Targeted next-generation sequencing of Candidate Regions Identified by GWAS Revealed SNPs Associated with IBD in GSDs

Canine Inflammatory bowel disease (IBD) is a chronic multifactorial disease, resulting from complex interactions between the intestinal immune system, microbiota and environmental factors in genetically predisposed dogs. Previously, we identified several single nucleotide polymorphisms (SNP) and regions on chromosomes (Chr) 7, 9, 11 and 13 associated with IBD in German shepherd dogs (GSD) using GWAS and FST association analyses. Here, building on our previous results, we performed a targeted next-generation sequencing (NGS) of a two Mb region on Chr 9 and 11 that included 14 of the newly identified candidate genes, to identify potential functional SNPs that could explain these association signals.
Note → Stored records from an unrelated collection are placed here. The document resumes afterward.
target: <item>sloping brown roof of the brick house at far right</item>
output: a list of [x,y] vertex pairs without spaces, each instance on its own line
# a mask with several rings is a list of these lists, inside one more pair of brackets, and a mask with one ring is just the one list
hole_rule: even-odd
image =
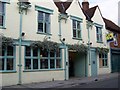
[[106,19],[103,17],[103,20],[105,22],[105,27],[106,29],[115,32],[115,33],[120,33],[120,27],[118,25],[116,25],[115,23],[113,23],[112,21]]

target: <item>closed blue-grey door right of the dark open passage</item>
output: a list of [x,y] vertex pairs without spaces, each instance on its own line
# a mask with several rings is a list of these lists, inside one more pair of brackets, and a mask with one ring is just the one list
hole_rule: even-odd
[[91,49],[91,76],[97,76],[97,54],[95,49]]

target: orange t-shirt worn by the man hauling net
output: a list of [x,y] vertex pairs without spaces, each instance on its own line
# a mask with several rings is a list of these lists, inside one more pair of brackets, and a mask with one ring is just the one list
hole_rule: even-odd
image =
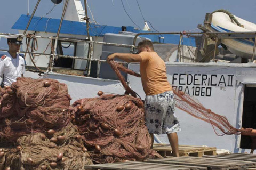
[[157,53],[143,51],[139,55],[142,58],[140,62],[141,82],[146,95],[172,91],[172,86],[167,80],[165,63]]

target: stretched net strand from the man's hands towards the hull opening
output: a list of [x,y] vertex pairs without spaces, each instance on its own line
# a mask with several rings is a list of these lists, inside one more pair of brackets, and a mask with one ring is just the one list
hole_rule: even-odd
[[[132,91],[131,88],[126,84],[124,77],[119,72],[119,70],[122,70],[129,73],[131,70],[114,61],[110,61],[109,63],[113,70],[116,72],[122,84],[125,84],[125,90],[131,92],[131,94],[134,94],[135,92]],[[136,76],[139,77],[139,74],[136,74]],[[228,122],[228,119],[225,116],[215,114],[210,109],[205,108],[199,101],[189,96],[188,94],[179,91],[177,88],[175,88],[173,92],[175,94],[175,107],[187,112],[191,116],[210,123],[214,129],[215,134],[218,136],[223,136],[225,134],[241,134],[241,132],[249,132],[252,130],[252,128],[237,129]],[[215,127],[218,128],[222,134],[218,133]]]

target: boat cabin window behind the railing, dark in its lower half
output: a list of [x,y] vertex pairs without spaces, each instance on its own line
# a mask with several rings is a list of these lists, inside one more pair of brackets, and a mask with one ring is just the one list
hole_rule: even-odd
[[[54,42],[53,42],[54,43]],[[57,54],[67,56],[78,56],[88,58],[89,44],[85,42],[58,41]],[[58,58],[54,61],[54,67],[68,68],[75,70],[86,70],[87,60]]]

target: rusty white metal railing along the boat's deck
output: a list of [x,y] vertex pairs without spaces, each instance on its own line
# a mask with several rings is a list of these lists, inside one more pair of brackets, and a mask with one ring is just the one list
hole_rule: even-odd
[[[46,37],[46,36],[36,36],[32,35],[30,38],[44,38],[44,39],[51,39],[51,41],[55,41],[53,45],[53,50],[51,53],[38,53],[38,52],[29,52],[29,51],[20,51],[19,53],[23,54],[33,54],[33,55],[47,55],[50,56],[49,58],[49,67],[47,68],[46,72],[52,71],[54,67],[54,59],[55,58],[69,58],[69,59],[79,59],[79,60],[87,60],[89,61],[89,64],[87,64],[86,70],[87,75],[90,75],[91,71],[91,62],[96,61],[98,63],[101,62],[106,62],[106,60],[101,60],[101,59],[94,59],[93,56],[87,56],[87,58],[83,57],[78,57],[78,56],[69,56],[69,55],[60,55],[57,54],[57,41],[69,41],[69,42],[84,42],[88,43],[89,45],[93,44],[101,44],[101,45],[109,45],[109,46],[118,46],[118,47],[128,47],[130,48],[130,52],[134,53],[135,49],[137,46],[136,44],[136,39],[138,36],[141,35],[164,35],[164,34],[174,34],[174,35],[180,35],[180,41],[178,45],[178,52],[177,52],[177,61],[181,55],[181,47],[182,47],[182,38],[187,36],[190,37],[192,35],[204,35],[208,38],[211,38],[213,41],[215,41],[215,48],[214,48],[214,55],[213,55],[213,61],[215,61],[215,56],[216,56],[216,51],[217,51],[217,42],[219,39],[243,39],[243,38],[252,38],[254,39],[254,46],[253,46],[253,53],[252,53],[252,58],[251,61],[253,62],[254,60],[254,53],[255,53],[255,46],[256,46],[256,32],[229,32],[229,33],[220,33],[220,32],[162,32],[162,33],[139,33],[134,36],[134,41],[133,45],[127,45],[127,44],[118,44],[118,43],[108,43],[108,42],[98,42],[98,41],[91,41],[88,39],[74,39],[74,38],[63,38],[63,37]],[[9,36],[11,34],[9,33],[0,33],[0,36]],[[0,51],[7,52],[8,50],[0,49]],[[92,55],[93,53],[93,46],[89,48],[89,55]],[[120,63],[125,63],[125,62],[120,62]]]

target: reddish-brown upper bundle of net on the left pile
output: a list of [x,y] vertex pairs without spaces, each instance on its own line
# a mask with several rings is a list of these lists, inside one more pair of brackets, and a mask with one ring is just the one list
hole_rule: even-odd
[[0,137],[15,142],[25,134],[67,126],[63,111],[70,100],[67,86],[57,80],[18,77],[1,90]]

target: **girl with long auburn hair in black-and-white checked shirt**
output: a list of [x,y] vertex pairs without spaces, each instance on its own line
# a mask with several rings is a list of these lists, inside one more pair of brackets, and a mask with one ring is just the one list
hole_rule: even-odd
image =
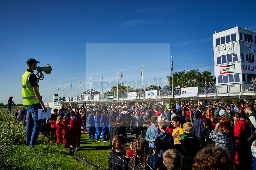
[[231,157],[236,155],[234,131],[228,119],[222,118],[210,132],[209,138],[215,141],[216,146],[226,148]]

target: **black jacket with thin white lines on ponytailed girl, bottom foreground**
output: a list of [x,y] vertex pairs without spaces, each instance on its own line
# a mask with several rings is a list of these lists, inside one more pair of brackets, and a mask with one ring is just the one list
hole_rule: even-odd
[[129,158],[122,155],[120,152],[111,152],[108,156],[109,168],[108,170],[127,170],[128,163],[130,161]]

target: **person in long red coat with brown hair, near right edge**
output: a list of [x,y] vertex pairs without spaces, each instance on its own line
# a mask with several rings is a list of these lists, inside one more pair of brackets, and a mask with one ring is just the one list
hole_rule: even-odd
[[235,120],[234,133],[237,153],[235,156],[236,169],[251,169],[252,156],[250,147],[247,145],[247,138],[251,135],[250,125],[238,112],[234,113]]

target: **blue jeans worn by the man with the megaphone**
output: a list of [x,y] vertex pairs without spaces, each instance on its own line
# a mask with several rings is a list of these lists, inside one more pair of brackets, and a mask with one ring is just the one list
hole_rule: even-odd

Furthermore, correlations between genotype and treatment response were estimated. Results revealed several SNPs in the genes for canine EEF1A1, MDH2, IL3, IL4, IL13 and PDLIM. Based on the known function of their human orthologues, these results further our insight into their potential contribution to the pathogenesis of IBD in dogs. In addition, several pathways involved in innate and adaptive immunity and inflammatory responses (i.e. T helper cell differentiation, Th1 and Th2 activation pathway, communication between innate and adaptive immune cells and differential regulation of cytokine production in intestinal epithelial cells by IL-17A and IL-17F), were constructed involving the gene products in the candidate regions for IBD susceptibility. Interestingly, some of the identified SNPs were present in only one outcome group, suggesting that different genetic factors are involved in the pathogenesis of IBD in different treatment response groups. This also highlights potential genetic markers to predict the response in dogs treated for IBD.